Once you have the CPT code, ask to speak to the doctor's billing department. "I am having a scheduled to have a tonsillectomy. The CPT code is ________, can you tell me how much you expect my insurance company to pay for this procedure?" If they can't (or won't), then ask for the amount Medicare reimburses for the procedure, and don't take no for an answer.

Once you have the Medicare allowable, multiply that amount by 1.20 (120%) This will give you an approximate amount that the doctor will be paid (and you will be responsible for) give or take 10 - 20%. (For example, if Medicare pays $250 to the doctor for a tonsillectomy, you can expect your insurance company to pay between 110 and 140% of this rate to the doctor. By calculating the amount using the 120% firgure, the doctor would be paid $300 ($250 X 1.20).

5. Next, call the business office of the anesthesiolgist group. "Your group is administering anesthesiology for my surgery on (the date). The CPT code is _______. Can you tell me how much you expect my insurance company to pay for this procedure?" Again, if that fails, ask for the Medicare amount and calculate it yourself (multiplying the amount by 1.2)

6. Next, call the business office of the hospital. Ask what the anticipated payment from your insurance plan would be for the procedure (CPT code) you are having. Follow the same as above. (This will be the biggest challenge in the process!)

7. Add all three of these together and you will have the total cost of your surgery. Depending on whether you have met your deductible,( the amount required by your plan that you pay before any of your benefits kick in) will determine how much of the portion you will owe out-of-pocket. (For example, if you have a $5,000 deductible, and so far have only had $150 in medical expenses, you still have $4,850 to meet your deductible and will have to pay for services directly to the providers.
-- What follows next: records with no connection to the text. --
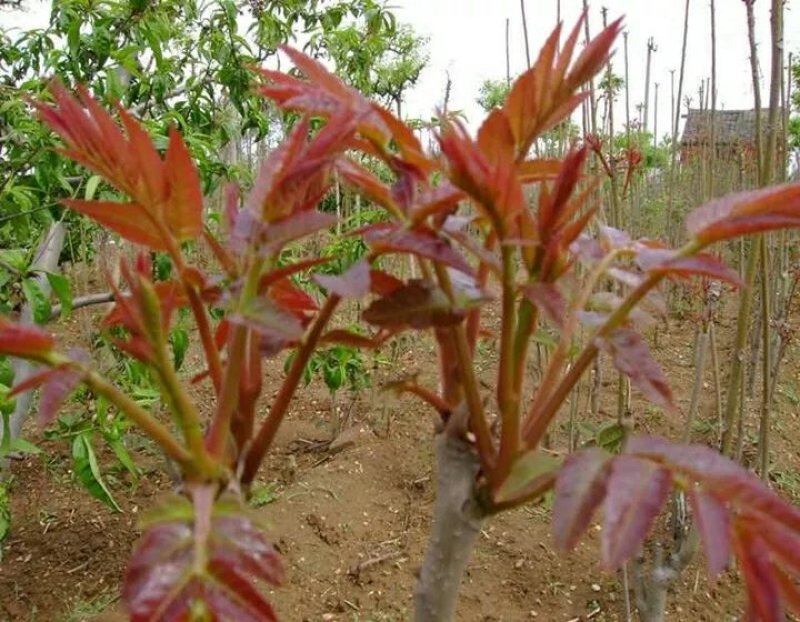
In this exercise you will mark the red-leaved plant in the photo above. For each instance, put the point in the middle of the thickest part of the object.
(465, 217)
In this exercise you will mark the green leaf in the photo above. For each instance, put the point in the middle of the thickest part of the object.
(87, 470)
(527, 468)
(179, 339)
(60, 285)
(20, 445)
(40, 304)
(5, 512)
(333, 375)
(91, 187)
(123, 456)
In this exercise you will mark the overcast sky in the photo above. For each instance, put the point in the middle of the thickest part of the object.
(467, 38)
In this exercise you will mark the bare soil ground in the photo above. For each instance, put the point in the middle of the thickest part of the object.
(351, 525)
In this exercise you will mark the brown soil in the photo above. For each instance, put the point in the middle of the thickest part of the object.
(352, 525)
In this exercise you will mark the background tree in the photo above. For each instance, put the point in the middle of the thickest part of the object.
(492, 94)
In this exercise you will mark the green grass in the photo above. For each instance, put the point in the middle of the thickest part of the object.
(85, 609)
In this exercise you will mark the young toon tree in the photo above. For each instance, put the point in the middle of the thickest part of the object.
(199, 555)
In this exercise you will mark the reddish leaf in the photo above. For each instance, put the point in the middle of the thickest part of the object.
(355, 283)
(720, 476)
(663, 261)
(296, 175)
(789, 590)
(495, 138)
(636, 491)
(580, 489)
(762, 588)
(433, 201)
(269, 320)
(549, 301)
(468, 167)
(632, 357)
(286, 271)
(713, 521)
(417, 304)
(183, 210)
(746, 212)
(383, 284)
(783, 543)
(164, 579)
(170, 294)
(544, 95)
(23, 341)
(292, 299)
(166, 193)
(540, 169)
(270, 238)
(365, 181)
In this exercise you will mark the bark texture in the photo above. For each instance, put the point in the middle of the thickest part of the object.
(457, 522)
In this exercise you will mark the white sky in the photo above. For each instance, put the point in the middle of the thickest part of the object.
(467, 37)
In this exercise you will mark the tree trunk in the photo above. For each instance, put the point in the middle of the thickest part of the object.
(46, 261)
(457, 522)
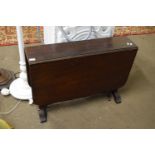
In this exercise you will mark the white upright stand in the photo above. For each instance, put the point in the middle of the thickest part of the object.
(20, 88)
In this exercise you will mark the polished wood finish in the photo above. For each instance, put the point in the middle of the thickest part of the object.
(64, 71)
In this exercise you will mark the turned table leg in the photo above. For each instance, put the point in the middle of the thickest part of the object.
(116, 96)
(43, 113)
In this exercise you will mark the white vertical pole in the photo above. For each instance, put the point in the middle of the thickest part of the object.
(20, 44)
(20, 88)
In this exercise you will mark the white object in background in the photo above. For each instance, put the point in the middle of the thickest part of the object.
(74, 33)
(49, 34)
(5, 91)
(20, 88)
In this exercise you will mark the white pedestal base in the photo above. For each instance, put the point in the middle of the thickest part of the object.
(21, 90)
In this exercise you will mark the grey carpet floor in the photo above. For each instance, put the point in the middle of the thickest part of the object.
(136, 111)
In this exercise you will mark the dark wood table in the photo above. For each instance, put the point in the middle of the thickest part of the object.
(65, 71)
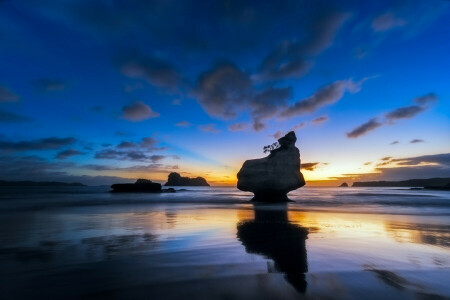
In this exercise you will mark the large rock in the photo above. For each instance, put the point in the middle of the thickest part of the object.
(176, 179)
(272, 177)
(140, 186)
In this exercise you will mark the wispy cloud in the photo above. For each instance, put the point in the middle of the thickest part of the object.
(310, 166)
(238, 126)
(50, 84)
(407, 112)
(183, 124)
(387, 21)
(319, 120)
(36, 145)
(68, 153)
(209, 128)
(364, 128)
(415, 141)
(138, 111)
(323, 96)
(10, 117)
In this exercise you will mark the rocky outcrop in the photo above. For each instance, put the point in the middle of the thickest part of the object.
(175, 179)
(272, 177)
(140, 186)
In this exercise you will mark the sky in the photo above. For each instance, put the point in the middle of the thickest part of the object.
(109, 91)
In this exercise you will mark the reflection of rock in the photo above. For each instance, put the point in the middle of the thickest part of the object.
(175, 179)
(272, 177)
(140, 186)
(270, 234)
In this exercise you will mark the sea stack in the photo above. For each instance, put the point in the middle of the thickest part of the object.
(140, 186)
(272, 177)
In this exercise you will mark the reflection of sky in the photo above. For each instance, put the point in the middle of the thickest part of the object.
(142, 245)
(345, 240)
(407, 59)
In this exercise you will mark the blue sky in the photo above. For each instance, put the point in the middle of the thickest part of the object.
(105, 91)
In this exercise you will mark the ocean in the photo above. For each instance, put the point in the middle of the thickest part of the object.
(212, 243)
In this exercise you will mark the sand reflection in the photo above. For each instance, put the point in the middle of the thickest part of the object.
(271, 234)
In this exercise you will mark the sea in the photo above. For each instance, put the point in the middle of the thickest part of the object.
(214, 243)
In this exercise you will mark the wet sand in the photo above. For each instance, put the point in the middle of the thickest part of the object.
(208, 251)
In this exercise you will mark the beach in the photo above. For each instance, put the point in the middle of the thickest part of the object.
(213, 243)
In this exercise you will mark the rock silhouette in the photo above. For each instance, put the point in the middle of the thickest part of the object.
(175, 179)
(272, 235)
(140, 186)
(272, 177)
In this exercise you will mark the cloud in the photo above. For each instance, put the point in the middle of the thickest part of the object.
(364, 128)
(323, 96)
(138, 111)
(50, 85)
(267, 103)
(404, 112)
(319, 120)
(278, 134)
(292, 59)
(147, 143)
(156, 71)
(68, 153)
(238, 126)
(10, 117)
(411, 111)
(133, 155)
(299, 126)
(425, 166)
(223, 90)
(440, 159)
(36, 168)
(309, 166)
(414, 141)
(387, 21)
(133, 151)
(183, 124)
(7, 96)
(426, 99)
(209, 128)
(36, 145)
(397, 114)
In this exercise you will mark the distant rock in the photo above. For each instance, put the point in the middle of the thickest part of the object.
(176, 179)
(38, 183)
(140, 186)
(439, 188)
(430, 182)
(272, 177)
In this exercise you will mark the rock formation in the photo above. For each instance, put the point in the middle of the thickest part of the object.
(272, 177)
(175, 179)
(140, 186)
(272, 235)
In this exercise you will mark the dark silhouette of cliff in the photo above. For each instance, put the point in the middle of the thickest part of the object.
(272, 235)
(430, 182)
(38, 183)
(271, 178)
(176, 179)
(140, 186)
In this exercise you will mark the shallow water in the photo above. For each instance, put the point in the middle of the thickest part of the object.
(211, 243)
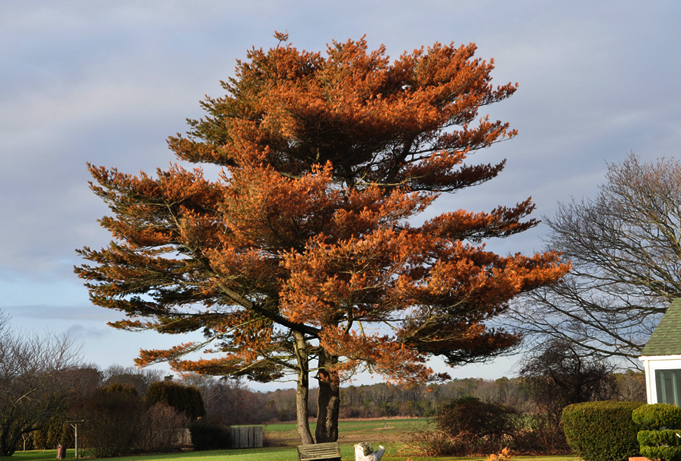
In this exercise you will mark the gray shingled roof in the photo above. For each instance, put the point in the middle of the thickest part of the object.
(666, 339)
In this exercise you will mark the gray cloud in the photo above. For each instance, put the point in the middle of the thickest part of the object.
(107, 82)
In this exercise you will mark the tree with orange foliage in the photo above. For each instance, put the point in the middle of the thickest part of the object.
(301, 258)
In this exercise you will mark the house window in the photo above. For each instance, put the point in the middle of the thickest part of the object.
(668, 383)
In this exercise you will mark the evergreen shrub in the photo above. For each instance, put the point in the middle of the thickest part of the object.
(208, 435)
(658, 416)
(602, 431)
(660, 440)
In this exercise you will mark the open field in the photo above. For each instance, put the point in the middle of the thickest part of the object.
(263, 454)
(388, 432)
(384, 431)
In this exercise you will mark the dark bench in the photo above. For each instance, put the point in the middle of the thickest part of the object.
(319, 451)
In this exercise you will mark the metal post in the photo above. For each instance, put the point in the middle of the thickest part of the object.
(74, 425)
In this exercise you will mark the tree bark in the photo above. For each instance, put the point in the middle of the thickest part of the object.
(302, 389)
(328, 400)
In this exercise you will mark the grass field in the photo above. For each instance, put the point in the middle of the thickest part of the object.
(387, 432)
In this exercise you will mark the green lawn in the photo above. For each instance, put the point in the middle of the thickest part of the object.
(262, 454)
(388, 432)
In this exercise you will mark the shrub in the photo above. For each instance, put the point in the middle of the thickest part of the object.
(473, 426)
(185, 399)
(658, 416)
(669, 437)
(114, 420)
(659, 440)
(602, 431)
(208, 435)
(161, 428)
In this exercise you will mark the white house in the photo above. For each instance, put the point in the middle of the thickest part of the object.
(661, 358)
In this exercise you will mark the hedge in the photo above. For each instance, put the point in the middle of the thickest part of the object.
(602, 431)
(658, 416)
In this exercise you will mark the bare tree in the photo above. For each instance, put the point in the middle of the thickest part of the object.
(625, 248)
(31, 386)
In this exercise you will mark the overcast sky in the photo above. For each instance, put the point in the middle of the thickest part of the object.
(107, 81)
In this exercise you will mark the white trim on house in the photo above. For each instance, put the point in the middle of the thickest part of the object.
(658, 362)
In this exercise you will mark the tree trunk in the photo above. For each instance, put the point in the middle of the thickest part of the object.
(328, 400)
(302, 389)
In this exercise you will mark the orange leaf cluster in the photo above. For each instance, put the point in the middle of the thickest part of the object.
(307, 233)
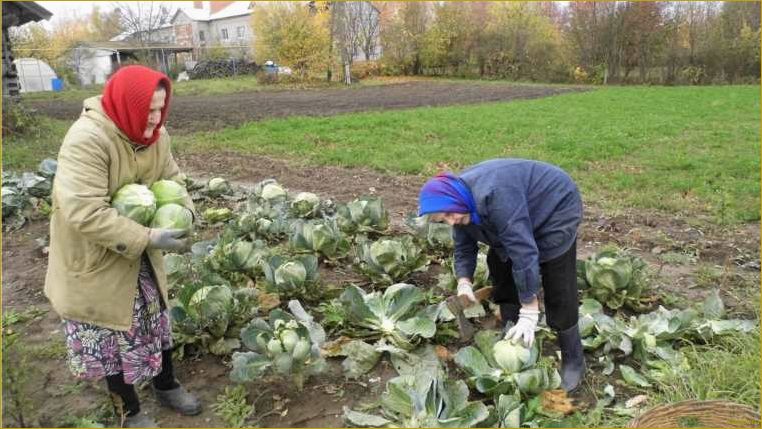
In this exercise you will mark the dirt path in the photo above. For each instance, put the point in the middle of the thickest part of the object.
(54, 394)
(203, 112)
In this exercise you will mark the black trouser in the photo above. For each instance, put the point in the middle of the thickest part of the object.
(559, 284)
(126, 399)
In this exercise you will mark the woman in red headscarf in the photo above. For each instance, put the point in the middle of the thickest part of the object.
(106, 275)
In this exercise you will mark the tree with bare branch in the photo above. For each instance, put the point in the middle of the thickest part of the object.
(143, 19)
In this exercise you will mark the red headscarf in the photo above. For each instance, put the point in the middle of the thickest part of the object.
(127, 101)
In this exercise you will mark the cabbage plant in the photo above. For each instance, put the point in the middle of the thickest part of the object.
(614, 278)
(217, 215)
(396, 314)
(291, 276)
(390, 260)
(305, 205)
(172, 216)
(239, 255)
(365, 214)
(169, 192)
(282, 345)
(271, 191)
(433, 236)
(136, 202)
(263, 227)
(422, 401)
(210, 317)
(323, 237)
(497, 367)
(218, 186)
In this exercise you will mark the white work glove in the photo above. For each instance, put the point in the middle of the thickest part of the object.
(524, 329)
(466, 290)
(168, 239)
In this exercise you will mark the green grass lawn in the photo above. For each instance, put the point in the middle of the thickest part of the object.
(683, 150)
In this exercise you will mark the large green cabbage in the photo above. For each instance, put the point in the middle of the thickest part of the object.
(172, 216)
(136, 202)
(169, 192)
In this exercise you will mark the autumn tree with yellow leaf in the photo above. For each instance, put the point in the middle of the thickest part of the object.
(294, 35)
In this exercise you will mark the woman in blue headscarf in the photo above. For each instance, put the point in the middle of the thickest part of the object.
(528, 213)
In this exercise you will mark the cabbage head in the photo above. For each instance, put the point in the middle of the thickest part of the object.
(511, 357)
(291, 273)
(172, 216)
(273, 192)
(136, 202)
(305, 204)
(169, 192)
(219, 186)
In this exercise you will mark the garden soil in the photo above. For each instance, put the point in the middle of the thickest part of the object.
(53, 393)
(191, 113)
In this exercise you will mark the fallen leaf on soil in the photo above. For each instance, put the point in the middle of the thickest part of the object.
(268, 301)
(635, 401)
(442, 353)
(334, 348)
(556, 401)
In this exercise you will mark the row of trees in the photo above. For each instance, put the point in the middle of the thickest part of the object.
(611, 42)
(54, 45)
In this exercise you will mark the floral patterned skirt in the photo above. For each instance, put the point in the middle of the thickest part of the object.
(95, 352)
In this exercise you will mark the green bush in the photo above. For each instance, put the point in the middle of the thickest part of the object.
(19, 120)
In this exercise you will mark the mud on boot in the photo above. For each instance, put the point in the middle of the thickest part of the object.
(572, 358)
(139, 420)
(179, 399)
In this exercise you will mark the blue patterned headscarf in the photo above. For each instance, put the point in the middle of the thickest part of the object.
(446, 193)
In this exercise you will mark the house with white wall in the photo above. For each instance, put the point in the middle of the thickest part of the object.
(215, 23)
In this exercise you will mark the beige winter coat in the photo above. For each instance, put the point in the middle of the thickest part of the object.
(95, 253)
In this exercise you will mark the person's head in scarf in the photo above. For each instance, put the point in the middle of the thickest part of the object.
(446, 198)
(136, 98)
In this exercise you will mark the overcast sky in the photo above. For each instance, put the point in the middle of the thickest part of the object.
(70, 9)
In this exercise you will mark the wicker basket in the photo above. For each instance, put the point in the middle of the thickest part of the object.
(706, 414)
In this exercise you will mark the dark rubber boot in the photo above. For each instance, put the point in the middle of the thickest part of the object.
(509, 314)
(572, 359)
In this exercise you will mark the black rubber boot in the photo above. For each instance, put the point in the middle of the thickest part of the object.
(509, 314)
(572, 359)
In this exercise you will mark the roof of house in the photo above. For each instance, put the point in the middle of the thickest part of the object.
(131, 47)
(128, 34)
(238, 8)
(24, 11)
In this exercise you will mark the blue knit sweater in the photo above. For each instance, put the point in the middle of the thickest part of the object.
(530, 212)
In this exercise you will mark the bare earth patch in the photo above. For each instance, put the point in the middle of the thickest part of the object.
(193, 113)
(733, 252)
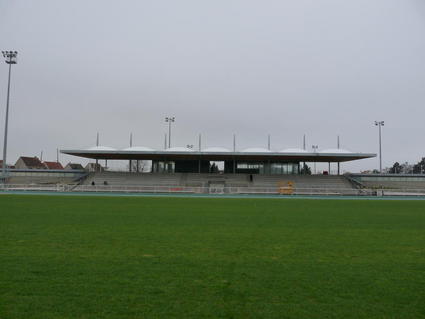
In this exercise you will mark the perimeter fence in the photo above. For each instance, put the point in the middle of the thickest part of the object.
(322, 191)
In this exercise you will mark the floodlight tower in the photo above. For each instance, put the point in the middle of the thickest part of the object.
(314, 147)
(380, 124)
(10, 58)
(169, 120)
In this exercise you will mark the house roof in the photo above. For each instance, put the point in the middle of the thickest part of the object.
(74, 166)
(33, 162)
(53, 165)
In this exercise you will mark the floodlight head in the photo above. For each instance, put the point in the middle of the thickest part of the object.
(10, 56)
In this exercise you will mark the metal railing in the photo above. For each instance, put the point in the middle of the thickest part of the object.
(156, 189)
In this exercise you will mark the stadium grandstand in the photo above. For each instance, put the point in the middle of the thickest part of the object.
(214, 170)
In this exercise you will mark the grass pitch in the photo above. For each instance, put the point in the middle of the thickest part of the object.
(129, 257)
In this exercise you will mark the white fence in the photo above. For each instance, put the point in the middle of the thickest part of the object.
(209, 190)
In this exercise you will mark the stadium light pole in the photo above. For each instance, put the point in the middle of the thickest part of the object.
(380, 124)
(315, 147)
(169, 120)
(10, 58)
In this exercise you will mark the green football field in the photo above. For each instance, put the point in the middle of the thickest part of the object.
(140, 257)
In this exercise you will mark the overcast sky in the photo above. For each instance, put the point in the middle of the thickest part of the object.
(285, 68)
If your tonsillectomy costs a total of $2,500, you will have to budget to pay all of it out of pocket with none of your insurance plan benefits kicking in.) Knowing what your deductible is and how much is left to be met is crucial. That and how much you can reasonably expect the cost to be ahead of time is absolutely requisite and a first step (albeit a baby step!) towards health care reform for the consumer in it's most practical form.